Hasan, babasına cevap vermedi. Israrla fenerin ışığını babasının sırtına tutmaya devam etti. Babasının birkaç defa tekrarladığı uyarıları duymazdan geldi.
Ahmet Bey karanlıkta, el yordamıyla merdivenleri inmeye çalışırken dengesini kaybetti. Büyük bir gürültüyle basamaklardan aşağıya yuvarlandı. Hasan, babasının kopardığı korku çığlığıyla şaşkına döndü. Yaptığından pişmanlık duymuş bir davranışla yutkundu. Hemen babasına doğru koştu. Tam o sırada elektrikler gelmiş, ortalık aydınlanmıştı.
Ahmet beyin kafası kırılmış, elbiseleri kan içinde kalmıştı. Hasan, acı içinde kıvranan babasının kollarından tutup kaldırmak istedi. Ahmet Bey öfkeyle bağırarak oğlunu itekledi. Tek başına doğruldu. Acı içinde inleyerek odasına döndü.
Evin hanımı koşarak gelmiş, Ahmet beyin haykırışlarını duyup gelen komşular onu hastaneye götürmüşlerdi. Ahmet Bey, Hasan’la konuşmuyordu. Ona küsmüştü. Onu gördükçe;
– Nankör evlat! Diye mırıldanıyordu. Ben kalkmış ondan ne istiyorum? Bir an önce ölmemi isteyip malvarlığıma konmak isteyen birinden benden sonra adıma hayır işlemesini tavsiye ediyorum.
Hasan’ı gördükçe bunları söylüyor, onu nankörlükle suçluyordu.

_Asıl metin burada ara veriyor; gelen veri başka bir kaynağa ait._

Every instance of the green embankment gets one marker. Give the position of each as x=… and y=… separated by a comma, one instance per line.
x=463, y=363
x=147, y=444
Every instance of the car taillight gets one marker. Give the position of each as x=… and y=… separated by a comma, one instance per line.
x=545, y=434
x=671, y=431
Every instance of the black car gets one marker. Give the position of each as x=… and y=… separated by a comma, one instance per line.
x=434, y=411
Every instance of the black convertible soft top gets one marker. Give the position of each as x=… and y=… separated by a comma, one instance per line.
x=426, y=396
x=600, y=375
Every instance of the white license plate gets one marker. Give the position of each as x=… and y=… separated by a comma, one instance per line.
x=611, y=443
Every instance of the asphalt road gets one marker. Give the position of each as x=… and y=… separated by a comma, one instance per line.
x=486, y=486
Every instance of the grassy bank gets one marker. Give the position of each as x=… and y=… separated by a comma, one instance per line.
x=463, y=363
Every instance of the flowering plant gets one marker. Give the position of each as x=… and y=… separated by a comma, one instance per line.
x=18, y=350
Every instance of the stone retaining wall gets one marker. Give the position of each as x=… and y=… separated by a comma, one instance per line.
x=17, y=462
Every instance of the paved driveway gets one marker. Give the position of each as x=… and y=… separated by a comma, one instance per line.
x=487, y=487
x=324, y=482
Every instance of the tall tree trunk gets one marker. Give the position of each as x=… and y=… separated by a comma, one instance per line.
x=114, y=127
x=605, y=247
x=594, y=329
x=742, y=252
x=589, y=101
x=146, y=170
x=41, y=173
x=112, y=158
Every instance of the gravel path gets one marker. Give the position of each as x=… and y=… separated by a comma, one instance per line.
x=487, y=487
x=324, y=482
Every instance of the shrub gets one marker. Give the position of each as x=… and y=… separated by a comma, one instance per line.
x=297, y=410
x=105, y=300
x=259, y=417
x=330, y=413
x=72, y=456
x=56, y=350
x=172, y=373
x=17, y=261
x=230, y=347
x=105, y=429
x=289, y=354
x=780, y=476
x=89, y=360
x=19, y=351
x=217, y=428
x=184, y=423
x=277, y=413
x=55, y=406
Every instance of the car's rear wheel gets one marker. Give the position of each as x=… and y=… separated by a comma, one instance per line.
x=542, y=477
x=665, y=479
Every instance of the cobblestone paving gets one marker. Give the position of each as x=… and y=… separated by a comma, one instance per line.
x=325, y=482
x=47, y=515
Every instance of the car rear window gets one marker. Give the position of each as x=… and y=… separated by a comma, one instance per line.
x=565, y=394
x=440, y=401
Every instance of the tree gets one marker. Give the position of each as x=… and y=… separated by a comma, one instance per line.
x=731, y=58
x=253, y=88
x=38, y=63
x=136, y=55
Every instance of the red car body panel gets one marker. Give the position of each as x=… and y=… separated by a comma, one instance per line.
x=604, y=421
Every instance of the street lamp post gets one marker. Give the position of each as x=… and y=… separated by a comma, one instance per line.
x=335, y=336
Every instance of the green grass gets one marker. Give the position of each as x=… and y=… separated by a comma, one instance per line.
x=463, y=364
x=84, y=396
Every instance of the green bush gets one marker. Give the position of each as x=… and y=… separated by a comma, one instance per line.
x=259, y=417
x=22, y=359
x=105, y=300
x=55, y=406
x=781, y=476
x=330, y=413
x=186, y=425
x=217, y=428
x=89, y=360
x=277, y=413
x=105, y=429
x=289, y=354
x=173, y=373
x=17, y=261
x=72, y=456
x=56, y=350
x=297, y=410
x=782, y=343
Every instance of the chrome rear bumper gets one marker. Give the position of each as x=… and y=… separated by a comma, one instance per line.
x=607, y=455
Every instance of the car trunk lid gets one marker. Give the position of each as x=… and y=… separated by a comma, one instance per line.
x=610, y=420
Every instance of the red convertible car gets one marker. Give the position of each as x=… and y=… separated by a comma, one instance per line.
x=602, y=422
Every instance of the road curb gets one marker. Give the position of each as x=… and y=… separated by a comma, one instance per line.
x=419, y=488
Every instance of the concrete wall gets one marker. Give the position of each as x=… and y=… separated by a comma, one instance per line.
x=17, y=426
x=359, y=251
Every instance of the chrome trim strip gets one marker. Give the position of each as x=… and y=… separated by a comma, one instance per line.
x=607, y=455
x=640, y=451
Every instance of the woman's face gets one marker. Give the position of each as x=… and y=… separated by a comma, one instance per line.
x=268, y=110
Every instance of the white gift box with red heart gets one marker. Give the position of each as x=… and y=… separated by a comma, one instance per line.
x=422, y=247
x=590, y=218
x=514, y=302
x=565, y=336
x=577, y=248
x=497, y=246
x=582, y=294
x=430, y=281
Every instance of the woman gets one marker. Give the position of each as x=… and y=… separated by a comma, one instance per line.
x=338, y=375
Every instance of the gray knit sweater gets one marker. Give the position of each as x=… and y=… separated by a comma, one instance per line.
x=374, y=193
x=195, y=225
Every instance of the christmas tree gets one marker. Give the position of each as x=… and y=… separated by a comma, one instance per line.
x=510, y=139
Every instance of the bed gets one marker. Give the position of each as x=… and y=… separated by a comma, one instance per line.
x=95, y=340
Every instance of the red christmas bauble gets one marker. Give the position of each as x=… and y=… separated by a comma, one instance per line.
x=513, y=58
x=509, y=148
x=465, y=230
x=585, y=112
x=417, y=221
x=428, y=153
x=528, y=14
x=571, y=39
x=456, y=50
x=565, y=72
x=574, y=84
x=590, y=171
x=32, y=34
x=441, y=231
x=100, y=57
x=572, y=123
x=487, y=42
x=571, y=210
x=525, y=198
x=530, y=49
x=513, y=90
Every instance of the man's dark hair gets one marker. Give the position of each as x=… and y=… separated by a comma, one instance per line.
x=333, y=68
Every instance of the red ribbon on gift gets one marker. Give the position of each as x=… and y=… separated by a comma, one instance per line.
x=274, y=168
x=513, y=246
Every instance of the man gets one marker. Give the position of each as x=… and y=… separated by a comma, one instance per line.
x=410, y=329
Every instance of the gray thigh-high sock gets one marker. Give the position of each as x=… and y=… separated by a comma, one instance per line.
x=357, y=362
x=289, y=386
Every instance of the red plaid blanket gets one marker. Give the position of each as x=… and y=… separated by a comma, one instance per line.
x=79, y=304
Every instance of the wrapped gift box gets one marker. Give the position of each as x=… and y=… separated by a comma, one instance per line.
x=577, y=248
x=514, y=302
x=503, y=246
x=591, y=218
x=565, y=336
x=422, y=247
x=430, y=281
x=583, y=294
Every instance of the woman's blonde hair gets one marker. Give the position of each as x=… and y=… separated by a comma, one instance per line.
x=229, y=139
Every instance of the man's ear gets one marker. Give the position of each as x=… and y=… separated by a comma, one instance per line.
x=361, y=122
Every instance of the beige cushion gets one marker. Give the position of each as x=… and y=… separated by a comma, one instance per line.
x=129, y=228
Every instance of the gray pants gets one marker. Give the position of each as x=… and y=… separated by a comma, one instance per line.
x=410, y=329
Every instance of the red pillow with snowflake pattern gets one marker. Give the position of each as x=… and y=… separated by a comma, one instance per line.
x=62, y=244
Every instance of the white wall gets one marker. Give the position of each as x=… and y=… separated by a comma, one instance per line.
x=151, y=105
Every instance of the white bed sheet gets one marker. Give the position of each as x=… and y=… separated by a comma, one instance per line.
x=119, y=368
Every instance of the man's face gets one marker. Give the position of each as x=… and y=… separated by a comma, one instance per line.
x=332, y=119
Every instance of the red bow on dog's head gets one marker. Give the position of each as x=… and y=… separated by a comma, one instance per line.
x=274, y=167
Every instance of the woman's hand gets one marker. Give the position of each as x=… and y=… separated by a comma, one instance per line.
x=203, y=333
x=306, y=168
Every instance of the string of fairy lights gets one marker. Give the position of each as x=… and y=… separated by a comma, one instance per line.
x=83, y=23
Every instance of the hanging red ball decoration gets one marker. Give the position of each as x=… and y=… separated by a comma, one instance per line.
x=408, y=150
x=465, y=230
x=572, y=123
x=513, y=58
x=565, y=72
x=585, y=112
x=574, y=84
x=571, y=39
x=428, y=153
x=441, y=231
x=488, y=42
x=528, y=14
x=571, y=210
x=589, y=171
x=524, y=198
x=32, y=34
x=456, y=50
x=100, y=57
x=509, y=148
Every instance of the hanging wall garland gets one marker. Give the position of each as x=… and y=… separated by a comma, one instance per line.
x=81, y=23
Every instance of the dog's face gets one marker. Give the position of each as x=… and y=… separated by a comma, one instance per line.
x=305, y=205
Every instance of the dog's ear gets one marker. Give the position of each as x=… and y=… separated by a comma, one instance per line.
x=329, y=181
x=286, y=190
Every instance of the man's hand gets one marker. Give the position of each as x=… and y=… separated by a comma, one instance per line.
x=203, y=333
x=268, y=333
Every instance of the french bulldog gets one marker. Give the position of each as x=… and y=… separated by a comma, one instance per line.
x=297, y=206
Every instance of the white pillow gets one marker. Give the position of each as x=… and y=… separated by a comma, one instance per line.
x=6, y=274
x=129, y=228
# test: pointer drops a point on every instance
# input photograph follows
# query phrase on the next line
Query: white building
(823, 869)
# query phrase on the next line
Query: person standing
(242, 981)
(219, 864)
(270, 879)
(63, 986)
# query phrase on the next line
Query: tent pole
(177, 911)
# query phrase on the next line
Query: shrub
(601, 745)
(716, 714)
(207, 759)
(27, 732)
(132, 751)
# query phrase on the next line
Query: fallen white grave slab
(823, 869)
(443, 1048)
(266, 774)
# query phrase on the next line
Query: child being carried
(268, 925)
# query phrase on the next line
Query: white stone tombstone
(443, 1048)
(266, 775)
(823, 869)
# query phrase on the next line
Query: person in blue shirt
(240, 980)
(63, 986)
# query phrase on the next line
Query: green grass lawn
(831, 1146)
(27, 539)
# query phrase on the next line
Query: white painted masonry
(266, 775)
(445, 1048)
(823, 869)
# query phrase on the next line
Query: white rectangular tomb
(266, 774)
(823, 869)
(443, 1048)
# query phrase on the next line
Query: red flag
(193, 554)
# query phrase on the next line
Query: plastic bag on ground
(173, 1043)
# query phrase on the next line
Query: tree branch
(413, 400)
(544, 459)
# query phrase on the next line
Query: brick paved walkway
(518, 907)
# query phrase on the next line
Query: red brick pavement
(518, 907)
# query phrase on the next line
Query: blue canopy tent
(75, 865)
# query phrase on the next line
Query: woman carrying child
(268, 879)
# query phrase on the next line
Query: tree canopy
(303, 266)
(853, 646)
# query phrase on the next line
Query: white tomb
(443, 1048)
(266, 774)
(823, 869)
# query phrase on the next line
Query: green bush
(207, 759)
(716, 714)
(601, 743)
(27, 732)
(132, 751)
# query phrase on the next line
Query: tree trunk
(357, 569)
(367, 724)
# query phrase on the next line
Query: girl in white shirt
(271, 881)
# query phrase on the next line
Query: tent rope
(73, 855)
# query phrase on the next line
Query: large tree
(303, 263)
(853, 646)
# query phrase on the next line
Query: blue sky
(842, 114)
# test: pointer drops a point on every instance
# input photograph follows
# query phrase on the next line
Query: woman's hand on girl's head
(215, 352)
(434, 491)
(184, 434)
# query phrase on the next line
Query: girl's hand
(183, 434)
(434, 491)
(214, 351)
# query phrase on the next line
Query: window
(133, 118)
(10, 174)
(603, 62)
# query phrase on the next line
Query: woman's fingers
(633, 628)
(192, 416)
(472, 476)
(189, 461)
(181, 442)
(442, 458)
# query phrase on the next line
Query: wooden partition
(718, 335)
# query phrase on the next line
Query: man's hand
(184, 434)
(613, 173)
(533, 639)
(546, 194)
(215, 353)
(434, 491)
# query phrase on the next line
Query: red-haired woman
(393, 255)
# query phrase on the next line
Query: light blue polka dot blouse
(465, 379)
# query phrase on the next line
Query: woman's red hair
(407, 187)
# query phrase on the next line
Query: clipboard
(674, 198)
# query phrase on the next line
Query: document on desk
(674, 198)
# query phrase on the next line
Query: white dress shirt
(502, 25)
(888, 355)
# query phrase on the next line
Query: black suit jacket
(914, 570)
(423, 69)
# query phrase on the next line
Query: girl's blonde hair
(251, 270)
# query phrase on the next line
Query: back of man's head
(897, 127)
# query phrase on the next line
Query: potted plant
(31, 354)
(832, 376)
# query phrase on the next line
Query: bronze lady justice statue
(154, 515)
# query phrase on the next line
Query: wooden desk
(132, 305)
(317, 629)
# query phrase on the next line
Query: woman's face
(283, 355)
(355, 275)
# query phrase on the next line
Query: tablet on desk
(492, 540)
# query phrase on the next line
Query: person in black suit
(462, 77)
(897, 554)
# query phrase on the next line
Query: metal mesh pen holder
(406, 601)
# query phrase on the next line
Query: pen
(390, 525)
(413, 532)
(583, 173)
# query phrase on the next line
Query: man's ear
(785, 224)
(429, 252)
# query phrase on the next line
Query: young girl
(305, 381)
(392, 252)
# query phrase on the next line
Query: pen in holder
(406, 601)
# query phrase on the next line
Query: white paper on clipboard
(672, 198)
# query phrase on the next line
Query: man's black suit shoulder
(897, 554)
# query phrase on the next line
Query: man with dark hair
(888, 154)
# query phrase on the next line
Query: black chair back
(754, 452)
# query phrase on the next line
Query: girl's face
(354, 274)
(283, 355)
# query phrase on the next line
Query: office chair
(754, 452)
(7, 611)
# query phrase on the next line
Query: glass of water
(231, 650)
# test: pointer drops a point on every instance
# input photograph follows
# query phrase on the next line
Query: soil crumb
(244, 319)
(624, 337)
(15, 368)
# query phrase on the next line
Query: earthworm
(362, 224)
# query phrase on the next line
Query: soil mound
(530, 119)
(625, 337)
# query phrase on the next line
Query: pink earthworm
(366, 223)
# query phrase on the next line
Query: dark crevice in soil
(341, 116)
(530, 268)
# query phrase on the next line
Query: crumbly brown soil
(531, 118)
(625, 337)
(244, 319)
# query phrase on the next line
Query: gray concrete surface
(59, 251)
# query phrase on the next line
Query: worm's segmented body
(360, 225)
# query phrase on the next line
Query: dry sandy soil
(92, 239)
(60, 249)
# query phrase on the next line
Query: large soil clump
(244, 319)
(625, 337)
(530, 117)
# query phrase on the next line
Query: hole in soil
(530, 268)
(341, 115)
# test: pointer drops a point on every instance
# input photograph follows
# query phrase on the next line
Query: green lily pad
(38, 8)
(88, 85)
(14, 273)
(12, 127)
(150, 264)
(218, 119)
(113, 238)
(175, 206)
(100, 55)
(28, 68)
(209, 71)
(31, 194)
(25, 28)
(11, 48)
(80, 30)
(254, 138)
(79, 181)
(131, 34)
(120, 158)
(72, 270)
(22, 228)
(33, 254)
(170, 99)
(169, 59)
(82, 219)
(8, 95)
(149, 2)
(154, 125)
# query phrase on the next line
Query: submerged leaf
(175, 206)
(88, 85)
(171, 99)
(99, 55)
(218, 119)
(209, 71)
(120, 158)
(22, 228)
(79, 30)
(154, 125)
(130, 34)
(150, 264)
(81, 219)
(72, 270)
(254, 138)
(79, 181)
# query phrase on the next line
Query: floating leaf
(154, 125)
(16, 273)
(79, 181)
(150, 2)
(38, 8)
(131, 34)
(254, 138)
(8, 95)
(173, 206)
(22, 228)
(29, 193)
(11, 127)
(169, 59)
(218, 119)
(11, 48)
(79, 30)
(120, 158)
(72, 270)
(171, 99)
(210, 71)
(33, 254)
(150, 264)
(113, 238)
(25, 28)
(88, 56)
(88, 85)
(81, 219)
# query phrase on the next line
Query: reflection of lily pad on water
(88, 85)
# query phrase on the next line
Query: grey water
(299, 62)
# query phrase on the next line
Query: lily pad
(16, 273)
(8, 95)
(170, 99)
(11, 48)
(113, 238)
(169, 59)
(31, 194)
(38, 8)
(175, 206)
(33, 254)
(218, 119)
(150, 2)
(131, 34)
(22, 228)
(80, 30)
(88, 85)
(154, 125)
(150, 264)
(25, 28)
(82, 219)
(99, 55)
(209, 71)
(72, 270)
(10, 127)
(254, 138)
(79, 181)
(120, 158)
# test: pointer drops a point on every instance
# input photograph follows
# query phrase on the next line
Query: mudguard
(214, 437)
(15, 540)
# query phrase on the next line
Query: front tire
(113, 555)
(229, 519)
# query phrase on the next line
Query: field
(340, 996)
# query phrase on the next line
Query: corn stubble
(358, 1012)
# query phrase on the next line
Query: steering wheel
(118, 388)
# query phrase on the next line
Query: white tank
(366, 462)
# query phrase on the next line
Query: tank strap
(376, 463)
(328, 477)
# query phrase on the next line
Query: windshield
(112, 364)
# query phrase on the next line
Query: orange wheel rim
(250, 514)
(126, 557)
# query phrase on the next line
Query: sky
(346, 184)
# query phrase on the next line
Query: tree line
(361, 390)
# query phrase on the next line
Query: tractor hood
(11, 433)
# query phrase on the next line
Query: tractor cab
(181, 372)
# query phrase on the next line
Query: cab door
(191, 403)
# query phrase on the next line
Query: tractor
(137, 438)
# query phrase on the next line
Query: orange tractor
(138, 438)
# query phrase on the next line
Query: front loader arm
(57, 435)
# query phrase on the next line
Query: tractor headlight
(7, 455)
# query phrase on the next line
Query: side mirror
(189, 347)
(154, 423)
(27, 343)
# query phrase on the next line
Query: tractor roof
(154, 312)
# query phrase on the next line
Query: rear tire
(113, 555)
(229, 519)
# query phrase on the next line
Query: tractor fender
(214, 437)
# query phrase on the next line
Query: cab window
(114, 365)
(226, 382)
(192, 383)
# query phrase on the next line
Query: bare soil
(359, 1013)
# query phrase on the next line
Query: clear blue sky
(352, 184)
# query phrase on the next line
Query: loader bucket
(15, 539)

Hasan sonunda dayanamadı. Mahcup bir şekilde babasının dizine kapandı.
– Sevgili babacığım! Dedi. Affet beni. Böyle olmasını istememiştim. Düşeceğini bilseydim böyle davranmazdım. Ben aklımca size bir mesaj vermek istemiştim.
Ahmet Bey şaşkınlıkla oğluna baktı.
– Ne mesajı?
Hasan saygılı bir ifadeyle:
– Babacığım, diye konuştu. Siz öldükten sonra sizin adınıza yapılacak hayırlar fener ışığının sırtınızı aydınlatması gibidir. Size fazla bir faydası olmaz. Ahirette çok cılız bir yarar sağlar size. Siz daha sağken hayırlar işleyip yoksulları doyurun. Kendi ellerinizle yaptığınız sevaplar kandilin önünüzü aydınlatması gibidir. Sevaplarınızı önceden gönderin, önünüzü önceden aydınlatın. Size bu mesajı vermek istemiştim. Affedin beni!
Ahmet Bey, oğlu Hasan’ın ince zekâsı ve iyi niyeti karşısında çok duygulandı. Gözyaşları arasında oğluna sarıldı. Baba-oğul gözyaşları arasında birbirlerine sarılmış sevinç gözyaşları dökerken, Ahmet bey:
– Rabbim! diyordu. Böyle salih bir evladı bana nasip ettiğin için sana şükürler olsun!